A Cypriot artist's installation of 20 toilets outside the Central Bank in Nicosia is the latest in a growing phenomenon of artworks being used to comment on Europe's intractable economic crisis.
Seen from one angle, Andreas Efstathiou's exhibit looks like a collection of tombstones.
"If I have to choose a name for it I'll call it The Two Views," Efstathiou told IBTimes UK. The artist described his work as a "visual protest" against Cyprus' strapped situation.
"People walking past the Central Bank will see an array of toilets and get the message and understand what has happened to this country," he told local media.

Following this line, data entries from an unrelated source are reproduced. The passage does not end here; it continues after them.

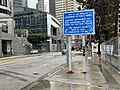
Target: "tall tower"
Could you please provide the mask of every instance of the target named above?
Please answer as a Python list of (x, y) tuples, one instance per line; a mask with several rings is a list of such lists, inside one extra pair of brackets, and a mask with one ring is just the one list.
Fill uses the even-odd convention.
[[(66, 2), (66, 0), (55, 0), (56, 18), (61, 23), (60, 33), (61, 33), (62, 37), (64, 37), (63, 36), (63, 30), (62, 30), (63, 12), (75, 11), (75, 10), (77, 10), (78, 6), (79, 6), (79, 4), (78, 4), (78, 2), (76, 2), (76, 0), (67, 0), (67, 2)], [(72, 43), (74, 43), (73, 41), (75, 40), (75, 38), (76, 38), (75, 36), (71, 37)]]
[(27, 0), (13, 0), (14, 13), (23, 11), (27, 8)]
[(55, 16), (55, 0), (38, 0), (37, 10), (45, 11)]

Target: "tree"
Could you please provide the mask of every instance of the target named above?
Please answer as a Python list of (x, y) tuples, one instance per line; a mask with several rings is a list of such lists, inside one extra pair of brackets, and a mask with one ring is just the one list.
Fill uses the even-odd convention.
[(30, 34), (27, 37), (29, 43), (33, 44), (33, 47), (37, 47), (39, 44), (42, 44), (47, 40), (47, 35), (45, 34)]

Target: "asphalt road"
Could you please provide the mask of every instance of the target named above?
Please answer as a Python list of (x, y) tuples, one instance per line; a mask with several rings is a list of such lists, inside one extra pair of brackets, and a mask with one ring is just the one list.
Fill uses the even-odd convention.
[[(77, 56), (73, 57), (79, 60)], [(20, 90), (65, 63), (66, 56), (61, 52), (0, 61), (0, 90)]]

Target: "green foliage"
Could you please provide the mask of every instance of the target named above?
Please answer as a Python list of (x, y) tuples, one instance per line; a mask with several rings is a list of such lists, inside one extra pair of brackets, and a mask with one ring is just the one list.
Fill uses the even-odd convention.
[(32, 43), (33, 45), (41, 44), (42, 42), (47, 40), (47, 35), (45, 35), (45, 34), (30, 34), (27, 37), (27, 40), (29, 43)]

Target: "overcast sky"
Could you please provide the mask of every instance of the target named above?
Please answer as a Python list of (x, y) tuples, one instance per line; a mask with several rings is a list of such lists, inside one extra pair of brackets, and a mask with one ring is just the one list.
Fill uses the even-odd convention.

"The view from behind should remind them where they will end up," Efstathiou added.
"Isn't it the truth," said 62-year-old Kokos Konstantinou, a local resident, as he passed by and gazed at the artwork.
Efstathiou added: "I like the reaction of people passing by. I enjoy the sarcastic smile on their faces."

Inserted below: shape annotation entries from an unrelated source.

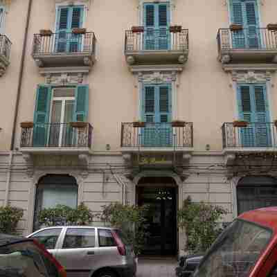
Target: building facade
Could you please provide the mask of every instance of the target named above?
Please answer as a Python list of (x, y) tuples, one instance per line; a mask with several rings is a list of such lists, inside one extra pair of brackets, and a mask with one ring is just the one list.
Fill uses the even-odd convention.
[(57, 204), (148, 204), (144, 253), (177, 254), (188, 196), (225, 208), (224, 222), (276, 204), (276, 10), (0, 1), (0, 195), (24, 209), (20, 231)]

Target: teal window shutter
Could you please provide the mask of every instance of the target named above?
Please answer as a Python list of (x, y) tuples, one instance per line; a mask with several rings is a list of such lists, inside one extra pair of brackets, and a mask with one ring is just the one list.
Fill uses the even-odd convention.
[(75, 95), (74, 120), (86, 122), (89, 110), (89, 86), (77, 86)]
[(171, 84), (145, 84), (142, 94), (142, 118), (146, 122), (141, 130), (142, 143), (145, 147), (171, 145)]
[(51, 99), (51, 87), (43, 84), (39, 85), (34, 114), (34, 146), (47, 145)]
[(271, 145), (270, 126), (265, 84), (238, 86), (240, 118), (251, 123), (240, 131), (244, 147), (267, 147)]
[(82, 35), (72, 34), (73, 28), (81, 28), (83, 22), (83, 6), (60, 7), (57, 13), (57, 52), (77, 52), (81, 49)]
[(145, 3), (143, 7), (145, 49), (168, 49), (170, 44), (169, 3)]
[(257, 0), (230, 0), (232, 23), (243, 25), (244, 30), (233, 31), (235, 48), (258, 48), (260, 46)]

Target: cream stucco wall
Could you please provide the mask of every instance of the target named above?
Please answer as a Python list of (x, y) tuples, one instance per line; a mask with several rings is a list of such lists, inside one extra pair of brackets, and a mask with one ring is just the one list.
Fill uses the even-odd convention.
[[(5, 1), (3, 1), (5, 2)], [(14, 0), (5, 8), (3, 33), (12, 42), (10, 64), (0, 77), (0, 150), (10, 149), (28, 0)]]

Cyprus agreed on a €23bn (£19.5bn) bailout in March with its eurozone partners and the IMF.
In Greece, an artist going under the name of Bleeps has developed a reputation for his street art about the financial crisis.
One painting shows a female model with one leg amputated below the knee. Next to it are the words: "Greece next economic model." Another work depicts a banker clutching a safe, as "Death" stands beside him.
"The established motivation for every activity is money. The motivation was never, after all, human beings," Bleeps' manifesto reads. "In capitalism, if you are not a part of the bourgeoisie, you are just a consumable unit."
In Italy, LOVE, a 36ft white marble sculpture by Maurizio Cattelan has been standing outside Milan's stock exchange since 2010.
The sculpture consists of a massive hand giving the fascist roman salute. All of its fingers except for the middle one have been cut off.
Cattelan said his sculpture was a protest against totalitarianism, although some critics say it can be read it as an insulting gesture to the world of finance.
Leading Spanish artist Santiago Sierra is also renowned for using art to highlight social injustice, particularly in the labour market.
In January Sierra hired 30 people to write the words "Work is Dictatorship" on a series of notebooks, eight hours a day for 12 days.